Laboratories and exercises give students an opportunity to carry out experiments that illustrate topics in a realistic setting and at the same time learn the specifics of the software used. Students may also be assigned to work on projects too large to be completed during a single class period. Laboratories can provide time for independent project work and programming assignments with reporting similar to that done in other topics in computer science.
The lab projects can be categorized into several categories, and more innovative ideas and suggestions are encouraged.
- Learn to use data mining systems by using some data mining and data warehousing softwares. Typical such softwares may include Microsoft SQLServer 2005 (Analysis manager), Oracle 10g (data mining part), IBM Intelligent-Miner, and statistics analysis software tools.
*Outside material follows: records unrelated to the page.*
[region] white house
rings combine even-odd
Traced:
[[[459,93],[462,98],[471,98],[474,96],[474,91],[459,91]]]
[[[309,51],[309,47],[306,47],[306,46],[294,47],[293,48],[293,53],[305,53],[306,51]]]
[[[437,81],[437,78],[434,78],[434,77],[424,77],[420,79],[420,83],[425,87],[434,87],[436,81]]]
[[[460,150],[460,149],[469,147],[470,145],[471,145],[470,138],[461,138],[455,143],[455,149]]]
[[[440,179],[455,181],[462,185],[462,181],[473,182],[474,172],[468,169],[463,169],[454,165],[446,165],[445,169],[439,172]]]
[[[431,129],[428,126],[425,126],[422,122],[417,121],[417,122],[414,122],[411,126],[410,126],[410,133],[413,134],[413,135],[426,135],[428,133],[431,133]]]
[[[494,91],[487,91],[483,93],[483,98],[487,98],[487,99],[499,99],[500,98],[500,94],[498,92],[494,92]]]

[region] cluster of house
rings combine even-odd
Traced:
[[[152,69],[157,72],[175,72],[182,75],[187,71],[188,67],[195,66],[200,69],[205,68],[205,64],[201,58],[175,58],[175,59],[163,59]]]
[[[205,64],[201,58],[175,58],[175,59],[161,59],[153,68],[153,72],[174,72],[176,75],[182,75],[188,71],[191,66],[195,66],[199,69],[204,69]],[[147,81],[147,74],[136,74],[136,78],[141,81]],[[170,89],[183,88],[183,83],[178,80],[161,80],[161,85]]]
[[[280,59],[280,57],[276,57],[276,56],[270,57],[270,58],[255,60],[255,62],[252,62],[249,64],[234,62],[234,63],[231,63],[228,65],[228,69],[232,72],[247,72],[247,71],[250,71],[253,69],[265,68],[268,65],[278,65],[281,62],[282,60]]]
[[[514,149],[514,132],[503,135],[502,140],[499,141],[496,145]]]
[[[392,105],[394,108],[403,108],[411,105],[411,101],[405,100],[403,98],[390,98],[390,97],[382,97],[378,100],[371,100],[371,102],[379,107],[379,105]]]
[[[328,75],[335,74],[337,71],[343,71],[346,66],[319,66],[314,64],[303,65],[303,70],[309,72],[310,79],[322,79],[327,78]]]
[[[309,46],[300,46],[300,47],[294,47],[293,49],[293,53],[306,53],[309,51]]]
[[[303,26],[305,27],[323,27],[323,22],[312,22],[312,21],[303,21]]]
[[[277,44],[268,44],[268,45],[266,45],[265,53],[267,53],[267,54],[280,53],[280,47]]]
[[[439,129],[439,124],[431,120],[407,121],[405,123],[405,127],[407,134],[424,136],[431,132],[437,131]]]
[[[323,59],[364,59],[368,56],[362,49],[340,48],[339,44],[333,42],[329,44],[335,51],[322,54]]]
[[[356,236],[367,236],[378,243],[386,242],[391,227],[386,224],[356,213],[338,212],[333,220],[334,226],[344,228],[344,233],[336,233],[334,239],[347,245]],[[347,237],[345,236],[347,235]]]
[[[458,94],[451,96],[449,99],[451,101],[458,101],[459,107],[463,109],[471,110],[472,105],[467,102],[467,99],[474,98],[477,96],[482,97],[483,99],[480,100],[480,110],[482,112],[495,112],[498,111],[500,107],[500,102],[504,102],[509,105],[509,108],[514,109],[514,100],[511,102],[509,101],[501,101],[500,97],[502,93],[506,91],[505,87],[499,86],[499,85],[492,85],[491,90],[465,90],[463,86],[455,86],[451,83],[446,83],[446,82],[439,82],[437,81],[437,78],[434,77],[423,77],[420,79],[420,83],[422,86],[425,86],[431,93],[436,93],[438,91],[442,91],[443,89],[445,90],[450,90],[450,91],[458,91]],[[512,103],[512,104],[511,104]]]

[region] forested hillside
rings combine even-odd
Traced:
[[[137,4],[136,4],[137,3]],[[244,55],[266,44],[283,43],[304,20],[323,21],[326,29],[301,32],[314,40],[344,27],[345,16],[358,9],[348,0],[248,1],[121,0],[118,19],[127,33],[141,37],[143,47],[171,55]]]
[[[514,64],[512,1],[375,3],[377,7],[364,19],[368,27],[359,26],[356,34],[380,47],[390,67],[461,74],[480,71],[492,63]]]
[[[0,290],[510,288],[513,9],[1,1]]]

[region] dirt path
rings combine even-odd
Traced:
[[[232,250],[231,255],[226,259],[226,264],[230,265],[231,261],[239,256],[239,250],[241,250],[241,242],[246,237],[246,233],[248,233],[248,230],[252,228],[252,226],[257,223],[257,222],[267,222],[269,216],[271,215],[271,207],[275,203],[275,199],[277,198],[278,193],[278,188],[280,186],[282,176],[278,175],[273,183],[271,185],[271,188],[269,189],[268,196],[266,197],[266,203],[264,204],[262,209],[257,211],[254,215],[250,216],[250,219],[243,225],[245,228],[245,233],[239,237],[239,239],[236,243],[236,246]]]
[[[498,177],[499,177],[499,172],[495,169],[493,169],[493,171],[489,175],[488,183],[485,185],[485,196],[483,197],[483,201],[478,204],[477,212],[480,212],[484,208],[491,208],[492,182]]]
- Implement some data mining functions, including association mining, classification, clustering, sequential pattern mining, text-mining, Web mining, bio-mining, spatial data mining packages. Some open or partially open source data mining systems, such as Weka, IlliMine, and so on can be used for data mining algorithm extension and data mining application exploration.
- Implementation, refinement, and performance comparison of several different data mining methods.
- Proposal, implementation and testing of new data mining algorithms and functions.
- Using some sample data sets to implement and test data mining functions, such as KDD CUP data sets, UC-Irvine Machine Learning/KDD Repository, DBLP database, and other selected Web data sets.